The difference between traditional (as opposed to Original) fee for service Medicare plus a private supplement from a former employer or bought individually and Original Medicare plus almost all public Part C health plans (you have to have Original Medicare to select a Part C plan) is the same difference most people not on Medicare face:
- uncoordinated care from any provider that accepts the insurance vs.
- managed care from a usually geographically based network of providers
Despite constant charges by the left-wing media, the choice has nothing to do with your healthier or not. In fact, since managed care is used disproportionately by minorities and the poor, it is likely -- but not provable -- that Part C beneficiares are not healthier than private Medigap beneficiaries.
By far the major advantage of public Part C Medicare health plans in the United States is that they include annual out of pocket health-care (not drug1) spending limits (averaging around $5000 in 2014 with a max of $6700). Original Medicare Parts A and B do not include such a limit and also have lifetime limits on benefits it will pay to acute care and skilled nursing facilities.
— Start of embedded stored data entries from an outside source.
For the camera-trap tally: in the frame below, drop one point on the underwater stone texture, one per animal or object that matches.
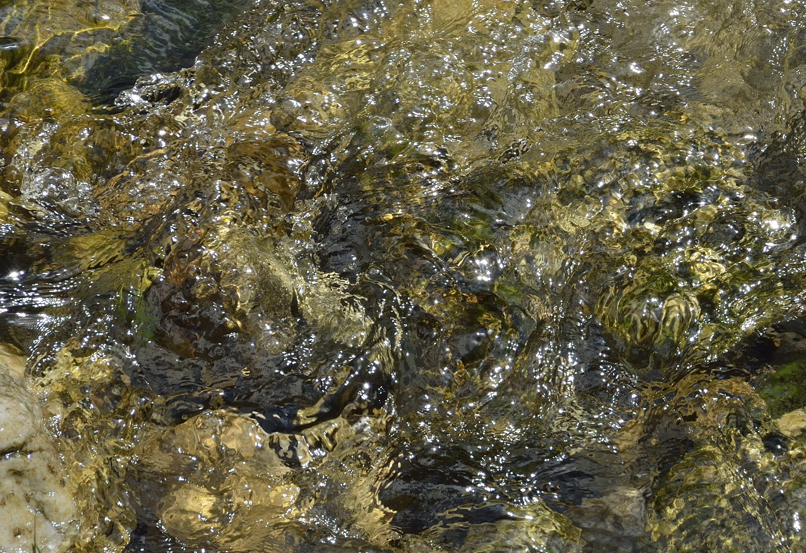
(36, 502)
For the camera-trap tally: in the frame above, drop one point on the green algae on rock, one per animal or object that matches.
(388, 275)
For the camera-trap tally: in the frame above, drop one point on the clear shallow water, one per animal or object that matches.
(460, 276)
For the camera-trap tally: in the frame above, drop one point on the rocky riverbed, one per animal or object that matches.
(402, 276)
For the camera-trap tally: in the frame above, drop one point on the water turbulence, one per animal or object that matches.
(380, 275)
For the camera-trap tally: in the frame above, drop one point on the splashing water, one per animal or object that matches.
(408, 276)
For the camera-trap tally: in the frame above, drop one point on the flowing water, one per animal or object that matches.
(405, 275)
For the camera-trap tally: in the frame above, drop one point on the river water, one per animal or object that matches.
(418, 275)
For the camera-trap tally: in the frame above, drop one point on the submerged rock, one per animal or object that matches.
(37, 504)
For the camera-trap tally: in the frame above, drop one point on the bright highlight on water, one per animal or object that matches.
(438, 275)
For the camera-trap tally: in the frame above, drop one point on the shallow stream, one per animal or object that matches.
(403, 276)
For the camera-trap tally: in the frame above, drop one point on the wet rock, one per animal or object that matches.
(36, 494)
(217, 481)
Only the most expensive private Medigap plans include such an OOP limit. Most private supplemental plans extend but do not eliminate the lifetime limits (but an annual OOP limit almost eliminates the lifetime limits).
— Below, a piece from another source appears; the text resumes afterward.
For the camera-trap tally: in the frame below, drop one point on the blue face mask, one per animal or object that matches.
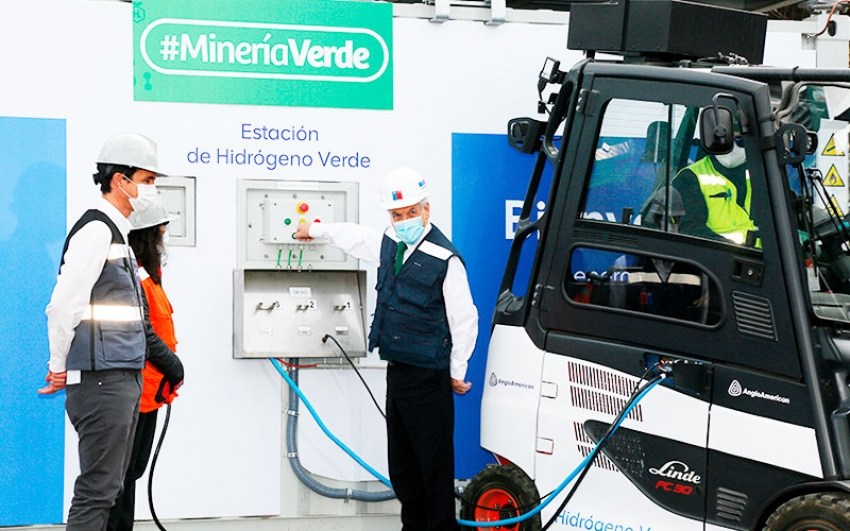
(410, 230)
But such protective private supplemental plans are not available in all states. In Massachusetts, where I live, the only way I can get annual OOP protection and eliminate the lifetime limit is via Part C. Such protection is basically the reason one buys insurance. (But I still would not choose Part C if my doctor did not accept it.)
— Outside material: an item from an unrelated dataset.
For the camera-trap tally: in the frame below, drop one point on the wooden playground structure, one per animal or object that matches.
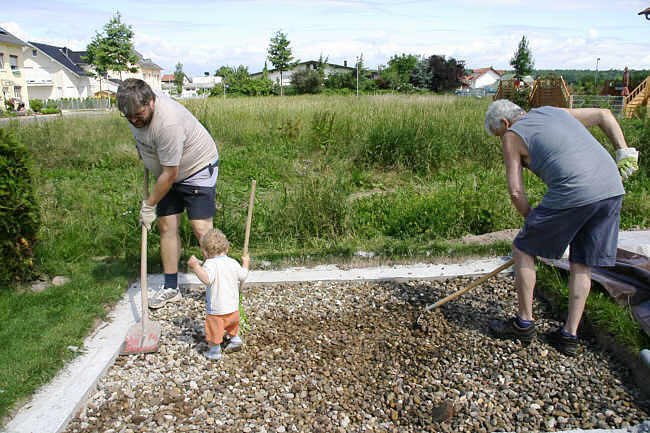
(554, 91)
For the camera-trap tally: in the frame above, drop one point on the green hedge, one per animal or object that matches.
(19, 213)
1The Part C annual OOP limit is on healthcare spending. The limits on self-administered drug costs follow the Part D rules of four phases of spending: deductible, initial, gap, and catastrophic. Most plans do not have a deductible and only a very small percentage of all Medicare beneficiaries reach the third so-called gap phase. Only 1% of all Part D beneficiaries reach the catastrophic level. If there were statistics on whether Part C beneficiaries reached the gap sooner than all Medicare beneficiaries, it might indicate if
they are healthier as a group or not. The current indications is that they are less healthy because they have higher risk scores on average (this would make sense because they are disproportionately poorer than all Medicare beneficiaries). There is also an allegation -- not supported by CMS and the GAO -- that these risk scores are intentionally inflated by insurers.